Rebuilding in Nepal will take a long time and we are in for the long haul to treat malnourished children and prevent them from falling ill in the first place, as well as improving families’ access to food and clean water.
We continue providing malnourished children with urgent treatment and follow-up care, and to work with the Nepalese health authorities to bring nutrition treatment to communities.
We continue to help improve access to food as many families lost their harvests and animals and have not been able to replant their fields as well as providing psychosocial support and training.
Our work would not be possible without our amazing supporters who have made our rapid response and ongoing rehabilitation programs possible, and enabled us to benefit people like Kaili, whose story we are proud to share with you.
“There were 46 houses in my village and only three or four are standing,” says Kaili Maya Sherpa, 57, from Tatopani, Sindhupalchok District.
We met Kaili when she was living in a camp in the Kathmandu Valley with her family including four sons and a daughter, her pregnant daughter-in-law and grandson Nima Sherpa, 5.

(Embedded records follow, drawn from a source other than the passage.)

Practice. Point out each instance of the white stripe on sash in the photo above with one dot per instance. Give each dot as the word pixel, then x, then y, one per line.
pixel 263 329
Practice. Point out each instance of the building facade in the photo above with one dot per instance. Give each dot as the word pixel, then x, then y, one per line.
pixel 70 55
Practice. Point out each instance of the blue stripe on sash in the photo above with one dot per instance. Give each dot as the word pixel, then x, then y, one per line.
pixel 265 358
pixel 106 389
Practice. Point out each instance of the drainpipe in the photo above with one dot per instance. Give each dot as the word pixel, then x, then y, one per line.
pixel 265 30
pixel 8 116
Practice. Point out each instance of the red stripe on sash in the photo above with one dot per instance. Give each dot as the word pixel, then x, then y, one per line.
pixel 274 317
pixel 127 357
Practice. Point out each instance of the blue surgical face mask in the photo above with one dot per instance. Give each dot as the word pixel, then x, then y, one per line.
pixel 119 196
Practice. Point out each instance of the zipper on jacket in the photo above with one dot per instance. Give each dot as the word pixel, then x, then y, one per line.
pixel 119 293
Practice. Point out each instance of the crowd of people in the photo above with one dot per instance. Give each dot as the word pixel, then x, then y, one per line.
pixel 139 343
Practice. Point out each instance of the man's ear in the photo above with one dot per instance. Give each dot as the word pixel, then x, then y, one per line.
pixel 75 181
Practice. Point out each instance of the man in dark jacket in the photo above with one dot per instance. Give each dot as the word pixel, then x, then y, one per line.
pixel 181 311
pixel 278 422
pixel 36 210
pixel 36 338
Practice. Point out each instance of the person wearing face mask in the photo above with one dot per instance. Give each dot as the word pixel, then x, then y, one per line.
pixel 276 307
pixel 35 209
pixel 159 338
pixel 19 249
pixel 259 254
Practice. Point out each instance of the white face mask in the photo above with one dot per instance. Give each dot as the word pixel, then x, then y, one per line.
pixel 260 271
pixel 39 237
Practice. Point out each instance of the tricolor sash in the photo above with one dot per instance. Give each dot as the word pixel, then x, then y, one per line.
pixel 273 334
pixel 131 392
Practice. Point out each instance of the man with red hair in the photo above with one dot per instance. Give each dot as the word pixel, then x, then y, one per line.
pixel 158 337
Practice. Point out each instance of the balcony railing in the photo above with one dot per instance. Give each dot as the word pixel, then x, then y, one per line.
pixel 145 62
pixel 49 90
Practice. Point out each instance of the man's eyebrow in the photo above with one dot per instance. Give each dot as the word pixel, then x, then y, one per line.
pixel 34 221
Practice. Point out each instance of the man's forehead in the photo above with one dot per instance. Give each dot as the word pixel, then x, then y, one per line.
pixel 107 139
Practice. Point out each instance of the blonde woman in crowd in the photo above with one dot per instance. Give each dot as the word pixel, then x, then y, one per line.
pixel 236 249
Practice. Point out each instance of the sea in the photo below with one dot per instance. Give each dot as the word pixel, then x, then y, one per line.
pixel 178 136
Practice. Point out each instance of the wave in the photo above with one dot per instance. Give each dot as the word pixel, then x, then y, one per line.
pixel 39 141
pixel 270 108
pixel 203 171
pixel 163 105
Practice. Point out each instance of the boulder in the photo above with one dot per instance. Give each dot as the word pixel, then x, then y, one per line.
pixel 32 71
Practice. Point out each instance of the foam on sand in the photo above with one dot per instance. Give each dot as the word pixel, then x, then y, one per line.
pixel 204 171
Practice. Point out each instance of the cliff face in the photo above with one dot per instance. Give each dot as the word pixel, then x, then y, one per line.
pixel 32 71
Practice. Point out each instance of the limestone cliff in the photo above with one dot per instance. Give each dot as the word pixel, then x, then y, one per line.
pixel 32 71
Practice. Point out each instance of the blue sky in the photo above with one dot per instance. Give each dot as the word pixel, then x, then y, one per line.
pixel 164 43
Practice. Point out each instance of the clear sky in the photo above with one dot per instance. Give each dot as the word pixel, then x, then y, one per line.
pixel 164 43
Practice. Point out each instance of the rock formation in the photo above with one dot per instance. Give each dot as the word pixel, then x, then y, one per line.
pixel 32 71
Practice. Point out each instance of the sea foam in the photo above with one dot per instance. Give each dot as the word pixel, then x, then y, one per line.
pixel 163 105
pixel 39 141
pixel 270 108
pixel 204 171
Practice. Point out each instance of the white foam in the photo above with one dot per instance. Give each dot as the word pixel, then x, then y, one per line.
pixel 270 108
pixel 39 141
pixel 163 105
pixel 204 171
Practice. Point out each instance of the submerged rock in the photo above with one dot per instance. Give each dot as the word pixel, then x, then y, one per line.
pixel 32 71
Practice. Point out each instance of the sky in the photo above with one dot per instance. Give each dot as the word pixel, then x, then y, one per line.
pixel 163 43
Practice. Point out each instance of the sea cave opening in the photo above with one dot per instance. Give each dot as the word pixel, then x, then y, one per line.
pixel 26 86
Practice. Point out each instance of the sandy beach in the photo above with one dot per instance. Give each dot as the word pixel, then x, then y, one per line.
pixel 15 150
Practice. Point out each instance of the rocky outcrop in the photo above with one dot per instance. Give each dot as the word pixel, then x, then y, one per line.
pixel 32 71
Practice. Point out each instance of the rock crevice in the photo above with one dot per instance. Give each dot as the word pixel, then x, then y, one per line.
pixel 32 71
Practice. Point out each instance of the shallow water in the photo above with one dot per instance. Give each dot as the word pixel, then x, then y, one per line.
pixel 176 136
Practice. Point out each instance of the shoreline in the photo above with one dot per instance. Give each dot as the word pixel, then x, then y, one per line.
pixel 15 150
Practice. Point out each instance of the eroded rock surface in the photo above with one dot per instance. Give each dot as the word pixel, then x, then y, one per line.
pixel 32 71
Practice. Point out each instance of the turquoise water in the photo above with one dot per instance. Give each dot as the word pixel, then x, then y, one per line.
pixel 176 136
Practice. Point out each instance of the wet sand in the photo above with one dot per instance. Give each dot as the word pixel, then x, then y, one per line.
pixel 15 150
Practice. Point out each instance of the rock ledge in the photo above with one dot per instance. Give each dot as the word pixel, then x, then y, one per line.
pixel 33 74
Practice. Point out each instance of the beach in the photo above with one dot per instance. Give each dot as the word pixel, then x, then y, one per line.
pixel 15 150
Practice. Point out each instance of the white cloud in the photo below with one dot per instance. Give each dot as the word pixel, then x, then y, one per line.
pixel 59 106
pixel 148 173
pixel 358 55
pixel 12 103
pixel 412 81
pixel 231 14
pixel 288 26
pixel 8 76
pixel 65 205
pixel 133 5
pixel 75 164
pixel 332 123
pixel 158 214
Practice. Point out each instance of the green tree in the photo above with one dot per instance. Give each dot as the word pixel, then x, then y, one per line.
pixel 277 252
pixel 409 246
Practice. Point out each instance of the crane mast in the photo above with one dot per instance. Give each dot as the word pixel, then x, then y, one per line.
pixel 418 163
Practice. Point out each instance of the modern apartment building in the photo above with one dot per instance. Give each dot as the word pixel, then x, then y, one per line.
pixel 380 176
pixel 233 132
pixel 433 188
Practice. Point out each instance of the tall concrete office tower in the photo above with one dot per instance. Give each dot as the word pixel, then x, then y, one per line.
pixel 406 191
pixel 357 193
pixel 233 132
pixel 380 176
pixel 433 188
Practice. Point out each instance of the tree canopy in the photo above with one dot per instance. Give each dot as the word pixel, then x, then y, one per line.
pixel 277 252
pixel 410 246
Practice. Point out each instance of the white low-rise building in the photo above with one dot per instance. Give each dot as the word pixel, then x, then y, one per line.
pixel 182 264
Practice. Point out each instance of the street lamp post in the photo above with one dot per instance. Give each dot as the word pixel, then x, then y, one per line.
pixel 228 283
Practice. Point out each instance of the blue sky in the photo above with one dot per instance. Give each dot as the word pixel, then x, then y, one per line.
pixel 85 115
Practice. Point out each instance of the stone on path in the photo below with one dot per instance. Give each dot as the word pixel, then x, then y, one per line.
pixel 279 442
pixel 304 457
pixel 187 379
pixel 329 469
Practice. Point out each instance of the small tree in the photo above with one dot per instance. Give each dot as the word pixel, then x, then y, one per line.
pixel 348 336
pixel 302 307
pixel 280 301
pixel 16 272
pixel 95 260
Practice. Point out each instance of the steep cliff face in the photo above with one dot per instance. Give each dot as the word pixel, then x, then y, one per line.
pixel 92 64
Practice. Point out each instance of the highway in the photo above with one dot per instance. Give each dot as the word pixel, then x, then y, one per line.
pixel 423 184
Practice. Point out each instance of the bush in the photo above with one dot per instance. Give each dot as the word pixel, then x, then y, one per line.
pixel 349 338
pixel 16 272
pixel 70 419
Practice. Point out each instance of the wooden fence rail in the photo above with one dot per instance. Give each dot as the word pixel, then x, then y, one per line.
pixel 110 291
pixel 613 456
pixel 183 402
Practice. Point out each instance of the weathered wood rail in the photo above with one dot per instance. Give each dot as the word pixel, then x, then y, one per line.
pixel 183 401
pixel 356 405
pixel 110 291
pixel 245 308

Kaili participated in Action Against Hunger’s psychosocial support program.
“We have all the basics here to survive but I have been very afraid for the future and for my children,” Kaili told us. “I was always crying. I had given up all hope. When I was talking to somebody I would find myself drifting away. I could not sleep and I had stopped eating. All I could do was sit and think about the earthquakes. I really thought that we would all die. Action Against Hunger offered me one-to-one counselling. It was the first time I was able to talk to somebody who would listen and understand how I was feeling who was not a family member. This has enabled me to start to have hope for the future again.”
Thank you for allowing us to be where we are needed most to help Kaili and other earthquake survivors rebuild their lives.